This is an attempt at a relatively non-technical explainer for anyone curious about how today’s AI models actually work – and why some of the same ideas that made them so powerful may now be holding them back.
In 2017, a paper by Vaswani et al., titled “Attention is All You Need”, introduced the Transformer model. It was a genuinely historic paper. There would be no GenAI without it. The “T” in GPT literally stands for Transformer.
Why was it so significant?
“Classical” neural network based AI works a bit like playing Snakes & Ladders – processing one step at a time, building up understanding gradually.
Transformers allow every data point (or token) to connect directly with every other. Suddenly, the board looks more like chess – everything is in view, and relationships are processed in parallel. It’s like putting a massive turbocharger on the network.
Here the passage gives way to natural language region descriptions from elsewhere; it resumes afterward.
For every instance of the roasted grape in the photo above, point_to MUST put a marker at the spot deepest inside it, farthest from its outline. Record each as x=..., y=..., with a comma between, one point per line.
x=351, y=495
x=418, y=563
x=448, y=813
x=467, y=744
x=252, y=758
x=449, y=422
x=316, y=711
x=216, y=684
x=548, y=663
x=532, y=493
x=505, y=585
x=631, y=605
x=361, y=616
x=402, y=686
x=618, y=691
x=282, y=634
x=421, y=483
But that strength is also its weakness.
“Attention” forces every token to compare itself with every other token. As inputs get longer and the model gets larger, the computational cost doesn’t just increase. It grows quadratically. Double the input, and the work more than doubles.
And throwing more GPUs or more data at the problem doesn’t just give diminishing returns – it can lead to negative returns. This is why, for example, some of the latest “mega-models” like ChatGPT 4.5 perform worse than its predecessor 4.0 in certain cases. Meta is also delaying its new Llama 4 “Behemoth” model – reportedly due to underwhelming performance, despite huge compute investment.
Despite this, much of the current GenAI narrative still focuses on more: more compute, more data centres, more power – and I have to admit, I struggle to understand why.
Footnote: I’m not an AI expert – just someone trying to understand the significance of how we got here, and what the limits might be. Happy to be corrected or pointed to better-informed perspectives.